Member of the Kentucky Senate from the 27th district
- In office August 5, 1889 – January 1, 1894
- Preceded by: Mitchell Cary Alford
- Succeeded by: J. H. Holloway

Member of the Kentucky House of Representatives from Lexington
- In office August 1, 1881 – August 5, 1889
- Preceded by: T. J. Bush
- Succeeded by: George B. Kinkead

Personal details
- Party: Democratic

= James Hilary Mulligan =

American politician

James Hilary Mulligan (November 21, 1844 - July 1, 1915) was a judge, politician, and poet from Kentucky.

==Biography==
Mulligan was born in Lexington, Kentucky, son of the locally prominent businessman Dennis Mulligan and Ellen Alice (McCoy) Mulligan. He graduated from St. Mary's College (Collège Sainte-Marie de Montréal) in 1864 and received his law degree from Kentucky University (now Transylvania University) in 1869.
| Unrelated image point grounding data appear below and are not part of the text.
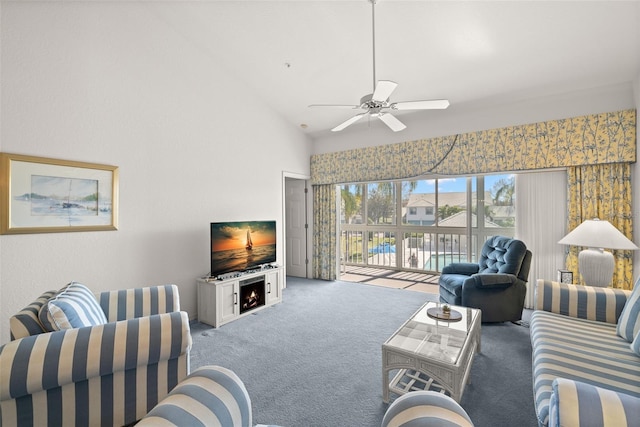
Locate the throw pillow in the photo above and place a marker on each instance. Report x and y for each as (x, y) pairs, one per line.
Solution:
(629, 321)
(74, 306)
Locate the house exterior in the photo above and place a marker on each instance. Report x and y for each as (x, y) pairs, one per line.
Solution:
(421, 208)
(113, 83)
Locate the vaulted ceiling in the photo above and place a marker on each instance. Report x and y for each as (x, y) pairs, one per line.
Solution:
(301, 52)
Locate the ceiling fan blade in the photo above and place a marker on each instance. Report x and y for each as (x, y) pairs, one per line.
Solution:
(346, 123)
(433, 104)
(393, 123)
(384, 88)
(353, 107)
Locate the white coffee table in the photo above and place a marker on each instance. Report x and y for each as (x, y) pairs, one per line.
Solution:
(431, 353)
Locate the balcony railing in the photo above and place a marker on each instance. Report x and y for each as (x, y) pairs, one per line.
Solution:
(423, 251)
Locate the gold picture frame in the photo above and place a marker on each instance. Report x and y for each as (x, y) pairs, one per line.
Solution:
(43, 195)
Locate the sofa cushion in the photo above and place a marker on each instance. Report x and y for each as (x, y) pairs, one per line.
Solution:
(635, 344)
(575, 403)
(74, 306)
(629, 321)
(581, 350)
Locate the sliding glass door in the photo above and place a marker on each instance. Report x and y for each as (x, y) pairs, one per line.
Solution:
(423, 224)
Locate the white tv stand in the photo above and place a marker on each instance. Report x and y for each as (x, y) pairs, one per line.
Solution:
(219, 299)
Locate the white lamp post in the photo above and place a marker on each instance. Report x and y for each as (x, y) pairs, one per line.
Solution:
(595, 265)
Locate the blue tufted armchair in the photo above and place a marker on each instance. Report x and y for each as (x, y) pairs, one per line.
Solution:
(496, 284)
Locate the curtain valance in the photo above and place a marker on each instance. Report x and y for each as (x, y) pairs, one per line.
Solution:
(578, 141)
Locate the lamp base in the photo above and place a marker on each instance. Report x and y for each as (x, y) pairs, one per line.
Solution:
(596, 267)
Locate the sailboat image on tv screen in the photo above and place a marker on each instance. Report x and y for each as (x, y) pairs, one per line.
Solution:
(249, 245)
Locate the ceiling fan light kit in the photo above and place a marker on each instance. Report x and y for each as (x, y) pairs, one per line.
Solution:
(376, 103)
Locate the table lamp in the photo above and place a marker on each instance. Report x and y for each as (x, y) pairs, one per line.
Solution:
(594, 264)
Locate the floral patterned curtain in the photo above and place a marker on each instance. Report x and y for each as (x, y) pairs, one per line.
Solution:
(596, 139)
(604, 192)
(324, 232)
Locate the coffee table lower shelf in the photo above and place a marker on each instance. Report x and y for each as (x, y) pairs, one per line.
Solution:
(407, 380)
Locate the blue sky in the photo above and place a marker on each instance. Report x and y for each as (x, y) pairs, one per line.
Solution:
(448, 185)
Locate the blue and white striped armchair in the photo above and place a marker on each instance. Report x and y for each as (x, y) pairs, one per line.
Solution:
(106, 375)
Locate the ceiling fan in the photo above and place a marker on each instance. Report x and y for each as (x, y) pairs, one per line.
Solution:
(377, 104)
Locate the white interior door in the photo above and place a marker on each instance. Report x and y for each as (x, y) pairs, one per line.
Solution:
(296, 227)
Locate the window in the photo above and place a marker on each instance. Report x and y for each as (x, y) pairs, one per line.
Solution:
(424, 224)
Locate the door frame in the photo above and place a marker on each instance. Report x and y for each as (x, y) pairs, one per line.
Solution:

Judge Mulligan was an editor, attorney, judge, legislator (Kentucky House 1881–1889 and Senate 1889–1893), consul-general to Samoa (1894–1896), and orator. While in Samoa, he befriended Scottish novelist Robert Louis Stevenson. Mulligan was himself an editor and poet. His poem "In Kentucky" is perhaps the best known poem about the state, which he delivered at the close of a speech at the Phoenix Hotel in Lexington in 1902.

He married Mary Huston Jackson in 1869 and they had four children. Mary Mulligan died in 1876. Judge Mulligan married Genevieve Morgan Williams in 1881 and they had six children.

His home, Maxwell Place, is now the official residence of the president of the University of Kentucky. He is buried in Calvary Cemetery in Lexington.